The integrated floating point unit (FPU) simplifies application development. The implementation of complex algorithms in particular requires less effort and the wider dynamic range maintains high precision. Implementing complex algorithms using 32-bit floating-point instructions not only increases system accuracy and efficiency, but can accelerate development as well. Many applications can benefit from the use of an FPU, including these door control and audio applications.
Infineon has a range of 8-, 16-, and 32-bit automotive-certified microcontrollers, which includes the 8-bit SAA-XC866-4FRA 5V BE
. This uses an XC800 core and is compatible with standard 8051 processors. It uses a two-clocks-per-machine cycle architecture for memory access with wait state. On-chip memory comprises 8 kbyte of boot ROM, 256 byte of RAM, 512 byte of XRAM, 4, 8 or 16 kbyte of Flash or 8 or 16 kbyte of ROM with an additional 4 kbyte of Flash.

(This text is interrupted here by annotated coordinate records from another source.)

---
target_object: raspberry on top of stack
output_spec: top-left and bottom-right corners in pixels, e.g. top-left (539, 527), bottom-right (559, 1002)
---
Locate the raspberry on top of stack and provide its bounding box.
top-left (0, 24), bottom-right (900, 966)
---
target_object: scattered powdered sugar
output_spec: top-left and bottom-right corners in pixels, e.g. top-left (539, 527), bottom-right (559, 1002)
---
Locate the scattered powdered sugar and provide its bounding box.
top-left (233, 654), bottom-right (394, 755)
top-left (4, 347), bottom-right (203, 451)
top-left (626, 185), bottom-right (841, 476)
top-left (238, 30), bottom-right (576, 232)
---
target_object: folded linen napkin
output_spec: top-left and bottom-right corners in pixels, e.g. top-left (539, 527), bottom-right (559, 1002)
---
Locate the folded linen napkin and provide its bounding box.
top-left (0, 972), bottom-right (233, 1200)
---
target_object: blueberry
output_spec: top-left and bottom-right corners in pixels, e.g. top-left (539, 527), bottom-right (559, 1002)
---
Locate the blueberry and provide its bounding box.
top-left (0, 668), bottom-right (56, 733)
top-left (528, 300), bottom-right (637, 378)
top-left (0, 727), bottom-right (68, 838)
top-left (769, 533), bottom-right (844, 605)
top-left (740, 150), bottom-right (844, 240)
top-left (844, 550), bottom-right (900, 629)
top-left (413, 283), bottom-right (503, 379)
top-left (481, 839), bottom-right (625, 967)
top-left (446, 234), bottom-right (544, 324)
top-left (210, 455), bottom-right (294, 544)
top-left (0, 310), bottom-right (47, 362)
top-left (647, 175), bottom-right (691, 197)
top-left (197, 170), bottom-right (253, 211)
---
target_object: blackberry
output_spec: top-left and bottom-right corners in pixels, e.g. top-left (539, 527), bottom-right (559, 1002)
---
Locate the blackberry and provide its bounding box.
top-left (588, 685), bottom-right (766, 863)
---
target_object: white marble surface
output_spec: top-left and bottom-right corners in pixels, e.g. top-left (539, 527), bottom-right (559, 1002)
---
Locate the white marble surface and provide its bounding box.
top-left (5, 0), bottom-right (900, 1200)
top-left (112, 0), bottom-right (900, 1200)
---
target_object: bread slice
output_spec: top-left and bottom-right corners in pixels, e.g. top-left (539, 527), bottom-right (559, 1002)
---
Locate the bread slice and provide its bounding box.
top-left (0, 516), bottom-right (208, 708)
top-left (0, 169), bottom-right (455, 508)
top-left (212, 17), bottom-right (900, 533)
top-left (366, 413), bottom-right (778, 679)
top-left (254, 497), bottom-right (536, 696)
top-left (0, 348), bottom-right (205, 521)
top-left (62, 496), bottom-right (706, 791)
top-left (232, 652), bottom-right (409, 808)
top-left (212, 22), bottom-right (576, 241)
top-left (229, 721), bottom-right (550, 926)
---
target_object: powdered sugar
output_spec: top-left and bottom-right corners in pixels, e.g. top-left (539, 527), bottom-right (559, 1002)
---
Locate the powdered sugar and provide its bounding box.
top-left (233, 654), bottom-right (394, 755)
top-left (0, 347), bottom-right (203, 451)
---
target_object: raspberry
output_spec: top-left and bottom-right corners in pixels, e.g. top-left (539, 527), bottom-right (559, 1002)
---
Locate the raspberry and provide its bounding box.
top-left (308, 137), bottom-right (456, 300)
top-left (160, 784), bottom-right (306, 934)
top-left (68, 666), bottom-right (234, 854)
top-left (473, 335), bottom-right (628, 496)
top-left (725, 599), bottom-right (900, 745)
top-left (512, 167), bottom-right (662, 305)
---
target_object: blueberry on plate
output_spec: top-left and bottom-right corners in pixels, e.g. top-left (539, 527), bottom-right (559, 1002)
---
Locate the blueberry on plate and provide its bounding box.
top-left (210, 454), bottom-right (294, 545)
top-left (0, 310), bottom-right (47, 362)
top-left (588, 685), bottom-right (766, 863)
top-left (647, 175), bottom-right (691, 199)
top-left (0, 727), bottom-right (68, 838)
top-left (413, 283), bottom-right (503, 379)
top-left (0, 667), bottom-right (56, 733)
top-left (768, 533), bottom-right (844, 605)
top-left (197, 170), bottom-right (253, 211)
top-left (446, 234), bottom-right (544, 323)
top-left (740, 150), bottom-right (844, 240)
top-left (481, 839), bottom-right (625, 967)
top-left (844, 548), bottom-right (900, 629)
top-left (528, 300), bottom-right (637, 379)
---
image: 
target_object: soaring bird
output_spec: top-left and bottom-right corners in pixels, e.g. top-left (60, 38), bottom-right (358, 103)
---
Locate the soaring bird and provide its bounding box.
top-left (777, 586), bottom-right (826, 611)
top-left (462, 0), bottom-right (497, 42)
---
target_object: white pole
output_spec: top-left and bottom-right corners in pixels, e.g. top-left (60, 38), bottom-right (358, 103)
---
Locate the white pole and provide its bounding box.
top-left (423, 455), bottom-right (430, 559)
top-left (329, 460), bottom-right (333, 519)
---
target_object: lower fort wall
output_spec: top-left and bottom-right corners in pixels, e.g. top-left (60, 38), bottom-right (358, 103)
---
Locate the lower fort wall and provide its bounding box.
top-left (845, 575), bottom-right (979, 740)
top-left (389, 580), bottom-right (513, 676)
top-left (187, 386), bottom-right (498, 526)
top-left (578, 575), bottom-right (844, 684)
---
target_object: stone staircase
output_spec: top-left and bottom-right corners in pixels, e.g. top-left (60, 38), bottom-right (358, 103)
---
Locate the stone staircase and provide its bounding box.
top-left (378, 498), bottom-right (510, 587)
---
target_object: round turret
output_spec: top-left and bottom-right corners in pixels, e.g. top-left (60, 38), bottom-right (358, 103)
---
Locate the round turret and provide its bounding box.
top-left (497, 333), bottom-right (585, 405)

The high-temperature (up to +140˚C) operation of these devices makes them highly suitable for automotive applications such as engine close cooling fans, throttle controls, turbo chargers, water pump, oil pump, and lighting.
Figure 4: Infineon XC8xx 8-bit microcontroller in a fuel-pump application.
Figure 4 shows such a microcontroller in a fuel-pump application. This circuit also uses the BTN89xx
, part of the Novalithic high-current PN half-bridge family, and the TLEA46xx low-dropout fixed-voltage regulator. This circuit can be tailored to performance and budget needs by using different products in the XC8xx family. The benefits of the circuit include fuel savings of more than 1%, for example, from 160 g to 158.4 g CO2
/km. Hydrocarbon emissions are also reduced and the lifetime is increased. The company has also reported fuel efficiency increases of around 0.34 mpg.
The market for microcontrollers in automotive applications is growing rapidly. Each generation of vehicle relies more on electronics and the accompanying software. For example, the original Apollo guidance computer had just 2000 lines of code compared with ten million lines of code in an average car, and this is expected to increase by another order of magnitude over the next decade. As well as reducing fuel consumption, these microcontrollers are making cars more comfortable, increasing their safety, and helping entertain and inform the driver and passengers. The above applications are just a small sample of the way microcontrollers are providing local intelligence and control in modern vehicles.